Einstein Analyticsの強みの一つに「データ更新を自動化」できるという点があります。
さらに「商談」や「取引先」といったオブジェクト毎に蓄積されたデータを組み合わせ、
より高度な分析を行えるといった強みもあります。これらの設定を行う場所がデータフローです。
過去の記事においても「データセット」を作成した際に、データフロー上に作成されたデータが表示されていました。
データフローの仕組を把握することで既存のデータセットに新しい項目を追加したり、アップデートを自動化することが出来ます。
1. データフローとは?
はじめにEinstein Analyticsの用語一覧を再掲させていただきます。データフローはデータセットの作成や編集を行う場であり、データ更新のスケジューリングを行うことが出来ます。Analytics Studio | Einstein Analyticsのメイン画面の一つ。「作成したデータを見る場」となる。作成した「データセット」「レンズ」や「ダッシュボード」を表示できる。 |
データマネージャ | Einstein Analyticsのもう一つのメイン画面。「データを編集する場」となる。SalesforceとEinstein Analytics間のデータ同期に関する設定や、データフローによる複数のデータの固まりをつなぎ合わせたり、レシピを活用して各データを編集することが出来る。またデータ更新のタイミングをスケジューリングしたり、更新作業の進捗を確認することも出来る。 |
データセット | 分析に使用するデータのまとまり。CSVデータを読み込んだり、SFデータ上にアップされているデータから作成する。 |
データフロー | データセットを作成するための場。商談データや、取引先データなど異なるデータの固まりをつなげて希望のデータセットを作成することが出来る。数式を用いて新たな項目を作成することも可能。 |
レンズ | データセットの中身を表示したもの。グラフや一覧表にして表示することが出来る。 |
レシピ | データセット内のデータを編集したり、カテゴリーごとに集計を取って新しいデータセットを作成する。 |
ダッシュボード | 作成したグラフや表を表示する場であり、複数のグラフ・表を一つの画面上に表示できる。グラフの表示を「日付」「営業担当者」「商材ごと」などクリック一つで切り替えることが可能。 |
アプリケーション | Einstein Analytics内でデータセットやダッシュボードを保存する「フォルダー」のこと。※ややこしいのでご注意。 |
オブジェクト | 「商談オブジェクト」「取引先オブジェクト」などのように一つのデータのまとまりのこと。 |
項目 | オブジェクトの中の項目をいいます。商談であれば「所有者」「作成日」など。 |
レコード | オブジェクトの中の一つの記録。 |
リレーション | 別のオブジェクトに含まれる項目を追加することです。 |
ウィジェット | ダッシュボードに張り付けるパーツのことです。日付ウィジェット、テキストウィジェット、グラフウィジェットなどがあります。 |
クエリ | ウィジェットが参照するデータの指示情報です。「どんな風にデータを表示するか?」といった情報が含まれています。 |
ファセット | ウィジェット間の連動のこと。 |
Augment | 数式の一つ。異なるオブジェクトデータを横方向に繋げる。 |
データフローは分析元となるデータを作成・編集する場です。
まずは過去に作成したダッシュボードの元データとなる「コール分析データ」が作成されているデータフローを見てみましょう。

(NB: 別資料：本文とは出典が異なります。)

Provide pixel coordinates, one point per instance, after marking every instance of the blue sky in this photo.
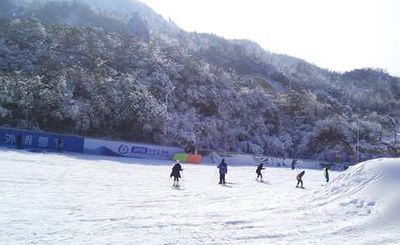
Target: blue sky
(336, 34)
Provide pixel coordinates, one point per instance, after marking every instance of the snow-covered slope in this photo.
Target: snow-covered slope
(78, 199)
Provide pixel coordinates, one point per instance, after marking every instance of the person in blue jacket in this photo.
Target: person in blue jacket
(223, 169)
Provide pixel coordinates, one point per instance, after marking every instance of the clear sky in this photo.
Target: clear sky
(340, 35)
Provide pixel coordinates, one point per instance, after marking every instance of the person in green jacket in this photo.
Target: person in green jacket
(326, 173)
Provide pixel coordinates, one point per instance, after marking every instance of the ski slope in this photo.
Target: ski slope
(77, 199)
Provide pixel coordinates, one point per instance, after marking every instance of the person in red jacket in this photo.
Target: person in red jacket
(300, 179)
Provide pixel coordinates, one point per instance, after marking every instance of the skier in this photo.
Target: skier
(176, 173)
(300, 179)
(294, 162)
(326, 173)
(223, 169)
(258, 171)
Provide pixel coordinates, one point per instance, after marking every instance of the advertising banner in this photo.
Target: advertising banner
(127, 149)
(24, 139)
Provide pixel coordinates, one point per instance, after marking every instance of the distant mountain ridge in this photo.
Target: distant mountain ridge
(118, 69)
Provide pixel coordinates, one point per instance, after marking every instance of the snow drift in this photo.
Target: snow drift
(371, 187)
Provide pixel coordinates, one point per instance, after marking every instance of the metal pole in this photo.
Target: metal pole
(358, 139)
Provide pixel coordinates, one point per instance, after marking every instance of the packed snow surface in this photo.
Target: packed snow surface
(78, 199)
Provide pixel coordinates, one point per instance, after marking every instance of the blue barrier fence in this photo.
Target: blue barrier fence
(24, 139)
(38, 141)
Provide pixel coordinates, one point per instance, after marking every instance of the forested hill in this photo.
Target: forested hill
(116, 69)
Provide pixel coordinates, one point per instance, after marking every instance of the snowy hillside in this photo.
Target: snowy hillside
(78, 199)
(116, 69)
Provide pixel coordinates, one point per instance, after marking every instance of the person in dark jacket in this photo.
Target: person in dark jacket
(326, 173)
(300, 179)
(19, 141)
(223, 169)
(176, 173)
(258, 171)
(294, 162)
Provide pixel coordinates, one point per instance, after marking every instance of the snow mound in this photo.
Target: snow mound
(369, 188)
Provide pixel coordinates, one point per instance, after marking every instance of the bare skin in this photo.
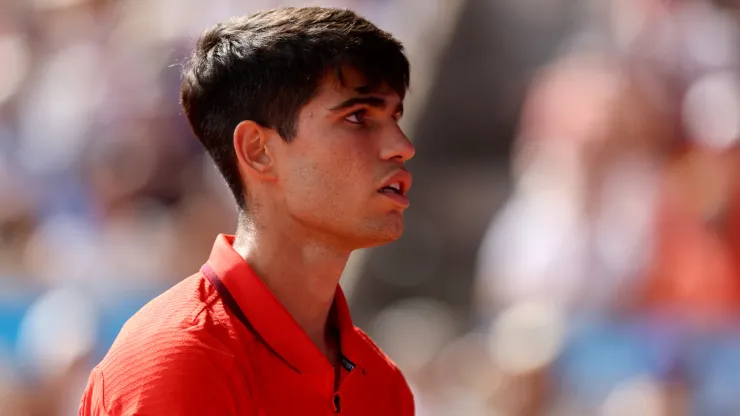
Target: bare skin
(316, 199)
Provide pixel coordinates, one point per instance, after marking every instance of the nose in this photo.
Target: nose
(397, 146)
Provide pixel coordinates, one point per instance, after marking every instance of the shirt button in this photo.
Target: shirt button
(337, 403)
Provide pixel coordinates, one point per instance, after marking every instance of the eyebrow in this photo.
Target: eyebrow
(372, 101)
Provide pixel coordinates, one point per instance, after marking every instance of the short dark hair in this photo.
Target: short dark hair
(266, 66)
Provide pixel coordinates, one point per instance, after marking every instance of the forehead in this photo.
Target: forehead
(352, 83)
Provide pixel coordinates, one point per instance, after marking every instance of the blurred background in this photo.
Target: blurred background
(573, 246)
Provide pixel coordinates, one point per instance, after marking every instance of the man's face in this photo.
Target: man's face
(334, 174)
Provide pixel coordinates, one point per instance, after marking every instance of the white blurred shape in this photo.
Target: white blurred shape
(711, 109)
(628, 21)
(527, 337)
(622, 235)
(412, 331)
(59, 328)
(710, 35)
(535, 248)
(640, 396)
(58, 110)
(14, 50)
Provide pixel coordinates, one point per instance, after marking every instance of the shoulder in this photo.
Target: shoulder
(377, 360)
(175, 349)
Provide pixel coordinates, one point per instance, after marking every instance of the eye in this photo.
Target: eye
(358, 117)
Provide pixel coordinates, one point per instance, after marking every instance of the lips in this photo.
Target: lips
(396, 186)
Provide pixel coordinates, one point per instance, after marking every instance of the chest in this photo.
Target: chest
(277, 389)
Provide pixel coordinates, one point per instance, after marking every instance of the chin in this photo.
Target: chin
(383, 233)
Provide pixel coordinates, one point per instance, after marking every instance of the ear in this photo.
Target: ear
(250, 143)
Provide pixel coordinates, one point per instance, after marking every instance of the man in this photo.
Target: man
(299, 109)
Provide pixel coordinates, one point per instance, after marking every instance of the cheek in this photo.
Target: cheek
(331, 180)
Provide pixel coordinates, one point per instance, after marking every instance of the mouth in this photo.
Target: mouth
(396, 187)
(393, 188)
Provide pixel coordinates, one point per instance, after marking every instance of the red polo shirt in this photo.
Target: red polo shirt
(220, 343)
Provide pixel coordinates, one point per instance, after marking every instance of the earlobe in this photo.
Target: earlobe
(250, 144)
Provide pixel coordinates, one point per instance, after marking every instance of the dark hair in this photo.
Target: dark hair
(266, 66)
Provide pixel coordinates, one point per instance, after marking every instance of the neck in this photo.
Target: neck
(301, 272)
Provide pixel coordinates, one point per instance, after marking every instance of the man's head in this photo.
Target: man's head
(298, 107)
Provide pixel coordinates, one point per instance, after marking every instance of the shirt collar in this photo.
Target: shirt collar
(270, 319)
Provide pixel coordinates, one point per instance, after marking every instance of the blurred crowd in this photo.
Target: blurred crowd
(608, 283)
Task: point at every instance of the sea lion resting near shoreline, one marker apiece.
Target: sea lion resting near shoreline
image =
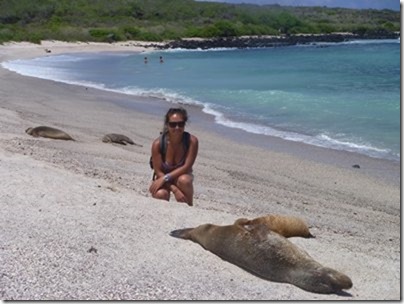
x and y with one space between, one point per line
267 254
118 138
287 226
48 132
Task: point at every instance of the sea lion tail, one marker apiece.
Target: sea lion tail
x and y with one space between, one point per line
181 233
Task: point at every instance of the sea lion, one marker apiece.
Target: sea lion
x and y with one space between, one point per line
118 138
266 254
48 132
287 226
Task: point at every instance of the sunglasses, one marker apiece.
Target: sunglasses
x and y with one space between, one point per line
174 124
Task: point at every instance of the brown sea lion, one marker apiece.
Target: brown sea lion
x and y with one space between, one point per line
287 226
118 138
48 132
266 254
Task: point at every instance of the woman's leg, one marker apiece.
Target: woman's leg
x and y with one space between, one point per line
162 194
185 184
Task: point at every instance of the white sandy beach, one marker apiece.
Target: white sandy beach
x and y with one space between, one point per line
59 199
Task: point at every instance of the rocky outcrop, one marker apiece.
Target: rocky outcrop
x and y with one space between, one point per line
272 41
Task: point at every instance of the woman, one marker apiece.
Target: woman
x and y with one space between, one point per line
173 169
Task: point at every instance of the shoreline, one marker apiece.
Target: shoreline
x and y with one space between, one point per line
372 166
64 198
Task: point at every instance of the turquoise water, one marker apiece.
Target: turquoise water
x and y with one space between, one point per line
342 96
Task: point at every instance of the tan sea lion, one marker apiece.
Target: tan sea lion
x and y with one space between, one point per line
48 132
287 226
266 254
118 138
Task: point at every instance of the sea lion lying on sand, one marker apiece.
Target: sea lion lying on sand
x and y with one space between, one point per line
287 226
118 138
48 132
266 254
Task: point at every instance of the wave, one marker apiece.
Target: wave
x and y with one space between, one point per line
30 68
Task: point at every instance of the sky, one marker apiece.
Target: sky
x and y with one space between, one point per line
355 4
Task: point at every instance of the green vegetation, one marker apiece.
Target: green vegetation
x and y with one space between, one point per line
158 20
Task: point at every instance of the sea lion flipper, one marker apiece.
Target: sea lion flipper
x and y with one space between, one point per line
242 221
181 233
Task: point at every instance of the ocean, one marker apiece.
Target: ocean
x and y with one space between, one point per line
343 96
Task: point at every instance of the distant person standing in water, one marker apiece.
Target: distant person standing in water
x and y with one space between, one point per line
173 167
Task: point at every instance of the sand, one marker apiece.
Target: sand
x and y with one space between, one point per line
78 221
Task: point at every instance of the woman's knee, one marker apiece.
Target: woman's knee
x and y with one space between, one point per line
185 180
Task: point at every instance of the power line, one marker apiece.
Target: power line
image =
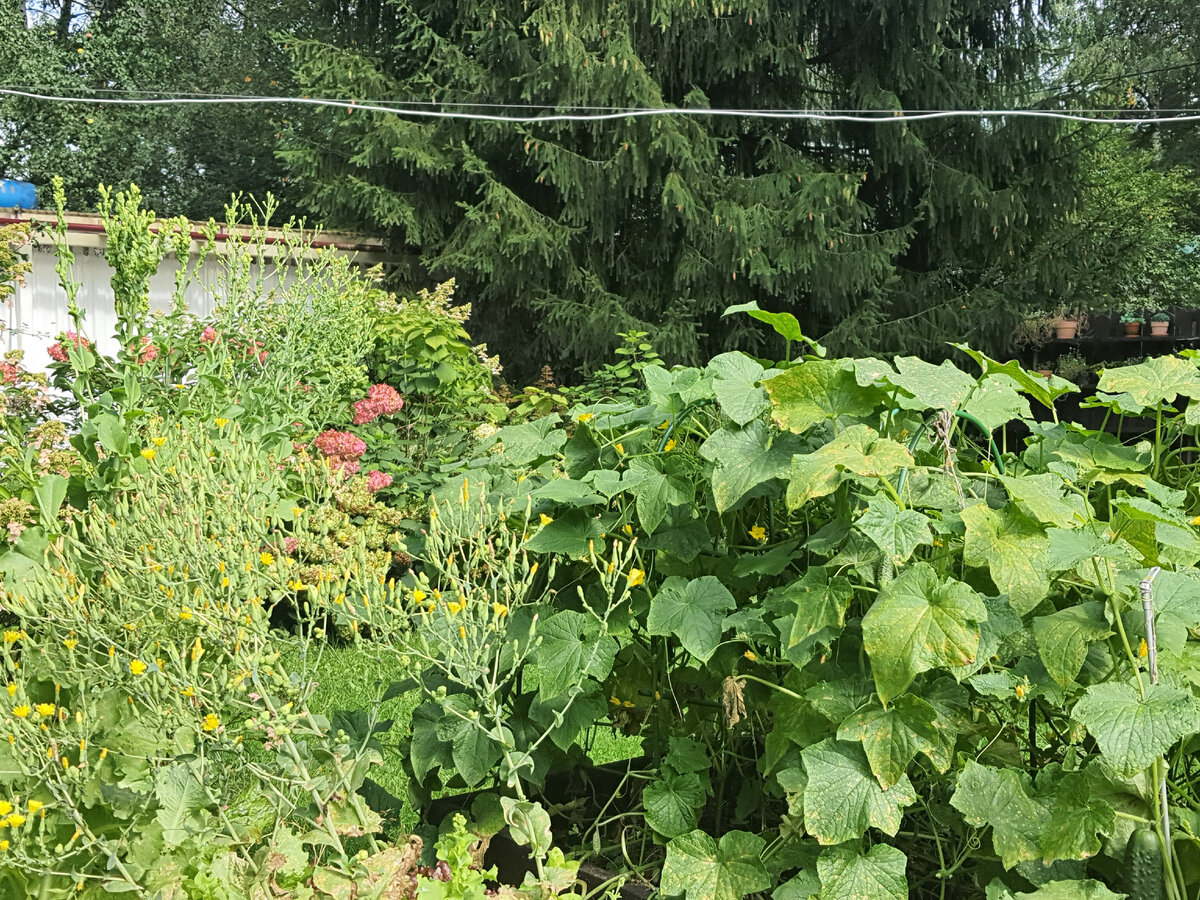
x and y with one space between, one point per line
414 109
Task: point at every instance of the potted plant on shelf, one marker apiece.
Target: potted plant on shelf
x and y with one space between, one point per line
1132 322
1033 330
1068 323
1072 366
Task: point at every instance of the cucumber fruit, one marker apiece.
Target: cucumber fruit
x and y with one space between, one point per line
1144 865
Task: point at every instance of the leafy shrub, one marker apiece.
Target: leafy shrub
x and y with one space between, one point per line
864 645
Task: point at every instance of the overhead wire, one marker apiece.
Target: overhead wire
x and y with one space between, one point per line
557 114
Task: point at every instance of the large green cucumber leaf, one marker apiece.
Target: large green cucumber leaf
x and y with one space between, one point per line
1065 636
702 869
1133 731
1003 799
816 391
918 623
893 737
858 451
693 611
847 874
843 799
1013 549
897 532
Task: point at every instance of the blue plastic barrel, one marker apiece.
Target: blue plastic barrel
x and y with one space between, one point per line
17 193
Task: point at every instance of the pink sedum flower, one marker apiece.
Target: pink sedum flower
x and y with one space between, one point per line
377 480
381 400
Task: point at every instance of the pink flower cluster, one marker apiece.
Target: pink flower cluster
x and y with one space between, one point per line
342 450
381 400
59 351
377 480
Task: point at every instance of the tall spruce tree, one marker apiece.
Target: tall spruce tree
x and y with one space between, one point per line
880 237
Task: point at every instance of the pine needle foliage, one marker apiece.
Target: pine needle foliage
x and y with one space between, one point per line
567 233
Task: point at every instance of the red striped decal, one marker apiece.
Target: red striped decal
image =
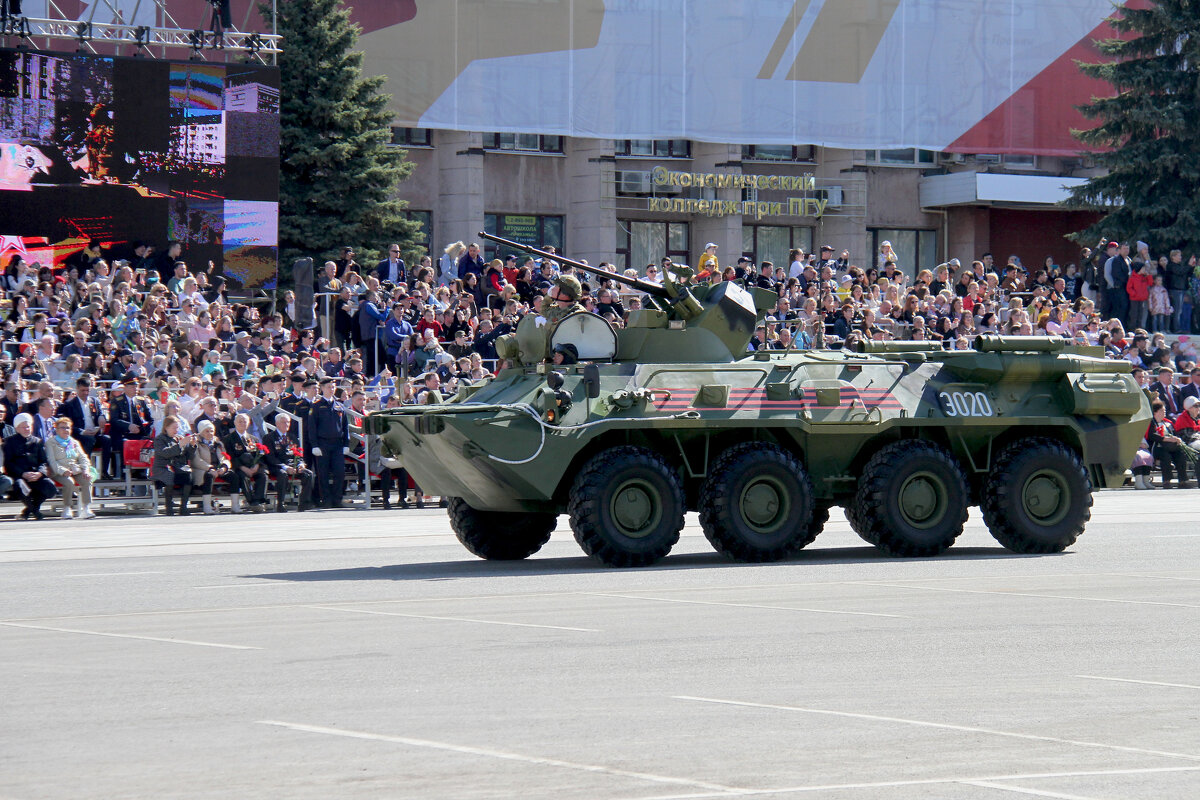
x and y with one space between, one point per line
755 400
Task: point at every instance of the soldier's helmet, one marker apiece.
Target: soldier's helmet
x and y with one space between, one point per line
570 287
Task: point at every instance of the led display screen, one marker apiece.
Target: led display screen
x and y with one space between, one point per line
133 150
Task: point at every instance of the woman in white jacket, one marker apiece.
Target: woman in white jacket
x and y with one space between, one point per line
70 467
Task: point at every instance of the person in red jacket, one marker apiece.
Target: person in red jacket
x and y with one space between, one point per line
1187 428
1138 287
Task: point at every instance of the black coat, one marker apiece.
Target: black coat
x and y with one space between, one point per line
279 450
73 410
123 417
23 455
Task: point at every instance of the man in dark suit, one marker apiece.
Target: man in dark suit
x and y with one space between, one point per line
1193 389
471 262
249 469
130 415
329 432
1168 392
45 391
391 268
88 422
286 467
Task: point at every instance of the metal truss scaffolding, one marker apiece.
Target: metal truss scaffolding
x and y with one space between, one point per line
166 38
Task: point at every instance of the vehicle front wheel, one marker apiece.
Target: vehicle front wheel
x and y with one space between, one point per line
627 506
499 535
1038 497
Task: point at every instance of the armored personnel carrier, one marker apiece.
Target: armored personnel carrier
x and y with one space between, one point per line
672 414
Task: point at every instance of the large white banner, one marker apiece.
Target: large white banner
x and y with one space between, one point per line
846 73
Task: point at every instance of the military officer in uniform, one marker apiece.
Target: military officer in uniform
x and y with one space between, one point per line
247 469
564 299
283 465
329 431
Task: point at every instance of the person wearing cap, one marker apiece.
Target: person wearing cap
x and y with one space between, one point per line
1167 391
396 332
708 264
328 428
1116 274
347 263
564 300
247 470
1191 389
1187 428
24 461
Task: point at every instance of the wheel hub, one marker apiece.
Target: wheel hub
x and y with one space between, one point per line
923 499
1045 498
765 504
635 509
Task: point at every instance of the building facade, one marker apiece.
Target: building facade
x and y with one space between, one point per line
635 200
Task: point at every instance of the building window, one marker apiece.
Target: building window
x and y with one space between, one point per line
640 244
916 250
653 148
411 137
773 242
426 220
904 157
522 143
528 229
805 152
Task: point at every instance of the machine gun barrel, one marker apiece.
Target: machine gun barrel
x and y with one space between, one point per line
641 286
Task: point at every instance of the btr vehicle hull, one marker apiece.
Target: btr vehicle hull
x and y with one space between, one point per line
670 414
765 445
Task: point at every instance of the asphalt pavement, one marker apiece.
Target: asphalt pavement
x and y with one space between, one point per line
361 654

Analytics Studioのホーム画面のメニューからデータマネージャを開きます。
「データフローとレシピ」の項目からデータフローを選択します。データフローの名前は「Blog2020」です。
上記のようなフローチャートが現れます。左から右にデータ生成の流れが出来ています。各ボックス毎にデータが生成されていると考えてください。このフローチャート上で行われている操作は左から次の4つです。
1.「sfdcDigest+オブジェクト名」となっているボックスには、そのオブジェクトのデータが収納されています。
2.「Augment+名前」には左側の2つのボックスから線が伸びています。線の先にある2つのデータを繋げたデータが生成されます。
3.「Compute Expression」と書かれたボックスには数式により新しい項目が作成されています。
4.「resister」と書かれたボックスにおいて、新しく作成するデータセットの名前などのプロファイルを決定します。
画面右上の「データフローを実行」を行うと、フローチャートの指示に従ったデータセットが出来上がります。
過去の記事にあるデータセットの作成の手順を踏むとこのデータフローは自動で作成されます。分析を行う上で新しい項目を追加したいと思ったときにはデータフローを操作することで追加出来ます。
本記事では実際に次の操作を行いながら、データの編集の仕方を解説致します。
①「取引先」オブジェクトのデータを追加する
②Augmentを使って、既存のデータに接続する(=リレーション)
③Compute Expressionを使って、新しい項目を追加する
④データフローを実行&スケジューリング
2.オブジェクトの追加
データフローの上部にいくつかのアイコンが並んでいます。
ここからデータを編集するための操作を追加していきます。
あとから新しいオブジェクトのデータを作成したい場合はまずsfdcDigestを選択します。すると下記のような画面が出てきます。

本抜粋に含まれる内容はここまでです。